With respect to plaintiff's motion to appoint counsel, litigants in civil cases do not have a constitutional right to a lawyer; federal judges have discretion to determine whether appointment of counsel is appropriate in a particular case.Pruitt v. Mote, 503 F.3d 647, 654, 656 (7th Cir. 2007). In determining whether to appoint counsel, I must find first that plaintiff has made reasonable efforts to find a lawyer on his own and has been unsuccessful or that he has been prevented from making such efforts. Jackson v. County of McLean, 953 F.2d 1070 (7th Cir. 1992). To prove that he has made reasonable efforts to find a lawyer, plaintiff must give the court the names and addresses of at least three lawyers who he asked to represent him in this case and who turned him down. Plaintiff has not met this prerequisite. Moreover, even if it had been submitted properly, the motion is premature. Appointment of counsel is appropriate in those relatively few cases in which it appears from the record that the legal and factual difficulty of the case exceeds the petitioner's demonstrated ability to prosecute it. Pruitt, 503 F.3d at 655. It is far too early to make that determination in this case. Accordingly, I will deny his motion without prejudice.
ORDER
IT IS ORDERED that:1. Plaintiff Keith Jurak's request for leave to proceed in forma pauperis in this action is GRANTED as to his claim that defendant Cosmosky used excessive force against him in violation of the Eighth Amendment when he choked, slammed plaintiff's head into his steel bed and elbowed him in the face.

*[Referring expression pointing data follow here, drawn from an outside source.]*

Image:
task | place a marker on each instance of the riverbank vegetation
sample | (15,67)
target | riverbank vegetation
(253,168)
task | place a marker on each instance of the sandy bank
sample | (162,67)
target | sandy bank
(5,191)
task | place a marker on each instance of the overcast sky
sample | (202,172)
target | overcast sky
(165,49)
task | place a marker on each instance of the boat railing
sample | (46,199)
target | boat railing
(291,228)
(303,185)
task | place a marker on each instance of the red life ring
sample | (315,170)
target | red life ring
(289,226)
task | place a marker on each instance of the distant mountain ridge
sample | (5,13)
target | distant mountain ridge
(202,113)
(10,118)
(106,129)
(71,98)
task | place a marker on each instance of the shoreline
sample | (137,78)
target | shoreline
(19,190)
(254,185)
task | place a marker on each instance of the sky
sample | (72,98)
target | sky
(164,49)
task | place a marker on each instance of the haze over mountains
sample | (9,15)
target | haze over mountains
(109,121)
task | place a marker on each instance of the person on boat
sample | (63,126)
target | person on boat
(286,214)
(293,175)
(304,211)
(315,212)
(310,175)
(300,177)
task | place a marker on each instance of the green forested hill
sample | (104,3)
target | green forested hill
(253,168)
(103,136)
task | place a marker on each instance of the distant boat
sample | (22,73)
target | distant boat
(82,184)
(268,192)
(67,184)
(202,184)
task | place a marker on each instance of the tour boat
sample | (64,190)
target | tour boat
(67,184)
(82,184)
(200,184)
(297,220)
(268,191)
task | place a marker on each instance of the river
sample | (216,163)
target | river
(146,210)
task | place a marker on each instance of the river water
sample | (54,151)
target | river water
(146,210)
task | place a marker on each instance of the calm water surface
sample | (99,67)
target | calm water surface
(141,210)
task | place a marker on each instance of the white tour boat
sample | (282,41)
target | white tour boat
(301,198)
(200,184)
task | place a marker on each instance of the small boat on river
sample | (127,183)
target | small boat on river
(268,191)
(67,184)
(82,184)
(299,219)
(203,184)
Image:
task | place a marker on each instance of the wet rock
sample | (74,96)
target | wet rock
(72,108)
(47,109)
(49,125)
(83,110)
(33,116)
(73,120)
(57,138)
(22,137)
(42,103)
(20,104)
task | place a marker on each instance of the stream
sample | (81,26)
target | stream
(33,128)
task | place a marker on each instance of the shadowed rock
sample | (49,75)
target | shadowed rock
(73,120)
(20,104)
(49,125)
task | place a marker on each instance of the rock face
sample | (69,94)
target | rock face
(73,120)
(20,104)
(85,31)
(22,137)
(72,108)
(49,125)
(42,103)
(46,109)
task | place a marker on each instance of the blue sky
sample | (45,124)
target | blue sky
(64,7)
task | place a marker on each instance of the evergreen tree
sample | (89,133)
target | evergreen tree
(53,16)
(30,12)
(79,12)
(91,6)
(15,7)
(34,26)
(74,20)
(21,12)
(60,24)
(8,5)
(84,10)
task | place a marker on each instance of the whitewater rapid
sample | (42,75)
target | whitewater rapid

2. Plaintiff's request for leave to proceed in forma pauperis in this action is DENIED as to his claims against defendants Vue and Keith and his complaint is DISMISSED as to defendants Vue and Keith for failure to state a claim upon which relief may be granted.
3. A strike will be recorded against plaintiff pursuant to § 1915(g) because one or more claims has been dismissed for failure to state a claim upon which relief may be granted.
4. Plaintiff's motion for appointment of counsel, dkt. # 3, is DENIED.
5. For the remainder of this lawsuit, plaintiff must send defendant Cosmosky a copy of every paper or document that he files with the court. Once plaintiff has learned what lawyer will be representing defendant Cosmosky, he should serve the lawyer directly rather than defendant Cosmosky. The court will disregard any documents submitted by plaintiff unless plaintiff shows on the court's copy that he has sent a copy to defendant Cosmosky or his attorney.
6. Plaintiff should keep a copy of all documents for his own files. If plaintiff does not have access to a photocopy machine, he may send out identical handwritten or typed copies of his documents.
7. Plaintiff is obligated to pay the unpaid balance of his filing fee in monthly payments as described in 28 U.S.C. § 1915(b)(2). This court will notify the warden at the Columbia Correctional Institution of that institution's obligation to deduct payments until the filing fee has been paid in full.